La rivista era nata, appunto nel mese di aprile del 2015, dalle ceneri di una rivista cartacea, Trieste ArteCultura, fondata e per molti anni diretta da Claudio H. Martelli, che aveva cessato le pubblicazioni nel gennaio di quell’anno per decisione dell’editore. Avendo avuto l’onore di succedere a Martelli e di dirigere quella rivista per quasi quattro anni, ero stato interpellato dopo la chiusura da numerosi lettori che si rammaricavano della fine di ArteCultura, per cui pensai di continuare in un’altra forma quell’esperienza editoriale, valendomi delle opportunità offerte dal web. Tra queste, oltre al vantaggio di una drastica riduzione dei costi, anche la possibilità di proporre uno strumento senza richiedere in cambio a chi lo legge neppure un minimo esborso di denaro, cosa resa possibile anche dalla generosità di coloro che, un mese dopo l’altro, riempiono del loro lavoro le pagine della rivista, a titolo altrettanto gratuito.

Grazie all’Associazione culturale Il Ponte rosso, nata per sostenere la rivista, si sono realizzate e si continuano a realizzare numerose e qualificate iniziative di carattere culturale, presentazioni di libri e di autori, confronti pubblici su varie tematiche, la creazione di una minuscola casa editrice, la “Libreria del Ponte rosso”, che si accinge a pubblicare nelle prossime settimane un secondo stimolante volume, dopo la pubblicazione, nel 2017 dell’opera poetica completa di Giulio Camber Barni, autore de La Buffa, curata da Lorenzo Tommasini.

Anche per adeguarsi alle disposizioni legislative che regolamentano in maniera differente il cosiddetto “Terzo settore”, l’Associazione è alla vigilia di una sua trasformazione, che nei primi mesi dell’anno prossimo vedrà modificato lo statuto e rinnovati i suoi organi elettivi.

Una storia ancora breve, questa del Ponte rosso: se la pensassimo in rapporto alle aspettative di vita delle persone: l’età di un bambino, che per di più non ha ancora varcato la soglia della scuola elementare.
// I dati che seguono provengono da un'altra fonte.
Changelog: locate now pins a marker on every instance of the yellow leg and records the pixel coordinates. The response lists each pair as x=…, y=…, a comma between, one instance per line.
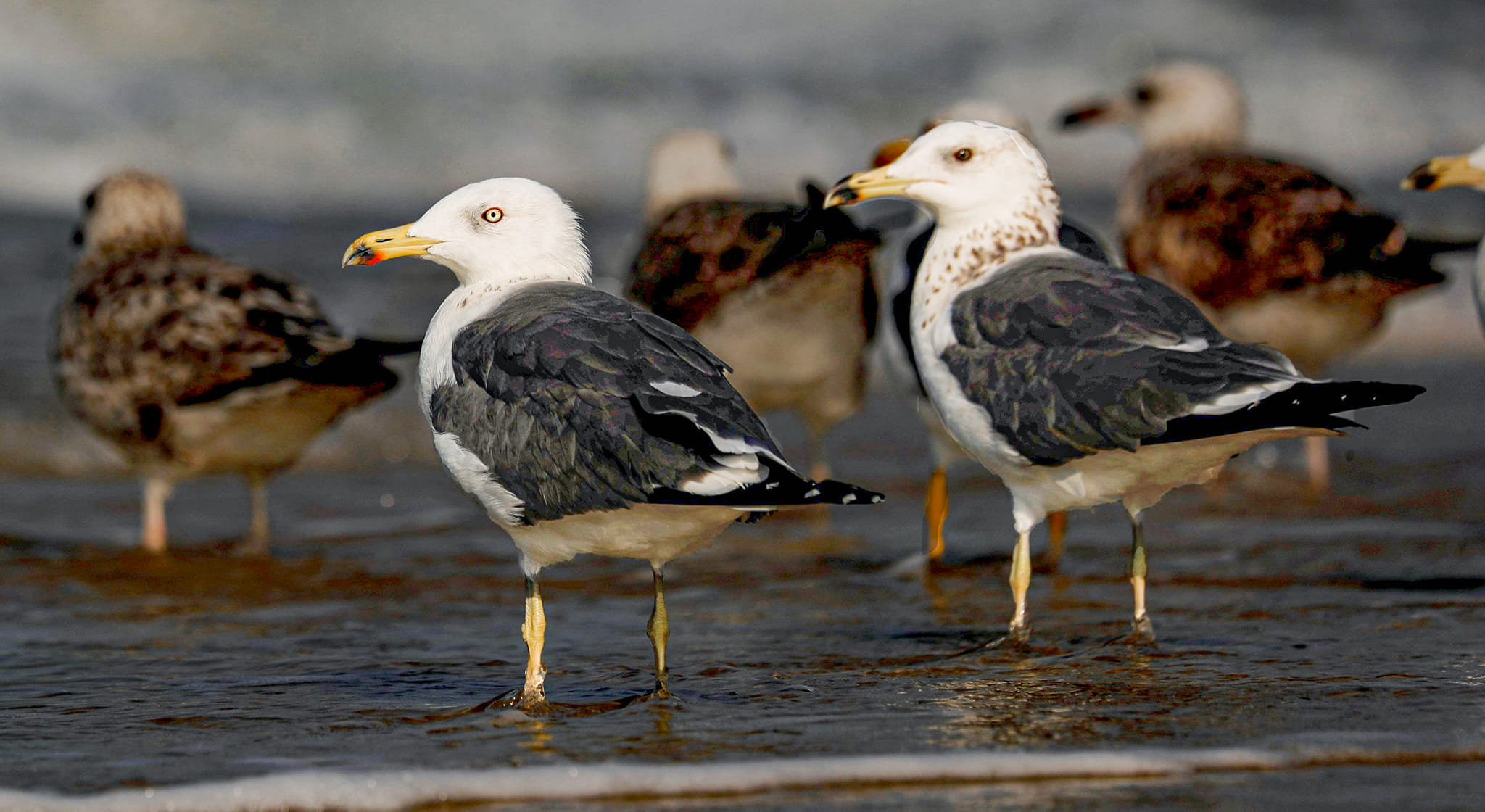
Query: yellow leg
x=1056, y=532
x=534, y=631
x=152, y=530
x=259, y=534
x=660, y=634
x=1318, y=462
x=936, y=510
x=1021, y=581
x=1142, y=630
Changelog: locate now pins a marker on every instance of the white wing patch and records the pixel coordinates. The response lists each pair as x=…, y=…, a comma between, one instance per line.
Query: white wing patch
x=1238, y=398
x=729, y=474
x=729, y=444
x=1186, y=345
x=674, y=389
x=474, y=477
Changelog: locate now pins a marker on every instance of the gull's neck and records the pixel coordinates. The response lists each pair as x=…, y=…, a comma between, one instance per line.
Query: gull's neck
x=969, y=246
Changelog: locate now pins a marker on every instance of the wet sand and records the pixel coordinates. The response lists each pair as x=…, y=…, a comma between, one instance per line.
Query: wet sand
x=392, y=606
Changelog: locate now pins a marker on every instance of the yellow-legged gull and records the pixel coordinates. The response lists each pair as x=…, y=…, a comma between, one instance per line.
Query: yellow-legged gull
x=581, y=423
x=1075, y=382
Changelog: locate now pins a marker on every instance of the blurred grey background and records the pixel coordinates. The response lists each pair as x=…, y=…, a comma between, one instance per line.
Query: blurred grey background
x=294, y=127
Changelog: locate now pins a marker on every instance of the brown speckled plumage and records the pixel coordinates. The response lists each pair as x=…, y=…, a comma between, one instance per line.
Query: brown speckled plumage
x=1231, y=226
x=764, y=286
x=194, y=364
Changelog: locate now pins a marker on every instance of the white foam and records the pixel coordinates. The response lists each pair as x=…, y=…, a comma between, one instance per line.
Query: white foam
x=392, y=790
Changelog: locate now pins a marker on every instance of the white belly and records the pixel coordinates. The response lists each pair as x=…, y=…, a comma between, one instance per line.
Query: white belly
x=655, y=534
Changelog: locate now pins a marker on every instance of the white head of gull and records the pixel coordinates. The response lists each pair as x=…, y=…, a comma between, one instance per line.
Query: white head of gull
x=1175, y=106
x=1074, y=382
x=690, y=165
x=1463, y=171
x=579, y=422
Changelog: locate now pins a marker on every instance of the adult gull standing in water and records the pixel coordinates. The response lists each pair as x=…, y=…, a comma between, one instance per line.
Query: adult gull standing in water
x=1075, y=382
x=578, y=420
Vista invece sotto il profilo della durata di un’iniziativa così impulsivamente posta in essere, il cinquantesimo numero che state leggendo è già un traguardo di un certo rilievo, per esempio paragonandolo a quello di una rivista omonima, anch’essa pubblicata anch’essa a Trieste nel 1947 per iniziativa di due intellettuali sloveni e due italiani, un “opuscolo d’arte e cultura” che fiorì in un solo numero. Sulla prima pagina di quell’unico numero, a firma di uno dei fondatori, Giuseppe Menassé, si possono leggere queste parole: “Trieste è una città di traffici posta in un quadrivio d’Europa […]: qui convergono civiltà e le civiltà non sono mai privilegio d’una nazione o predominio di una nazione sull’altra, ma lavoro comune di tutti gli uomini e quindi di tutti i popoli, che contro ogni costrizione continuano a cercarsi, a esprimere voci e a intonarle, ad accogliere ideali e a fonderli”.

Ci piace pensare di aver creato e di portare avanti Il Ponte rosso di oggi seguendo la medesima ispirazione di quel nostro effimero antecedente.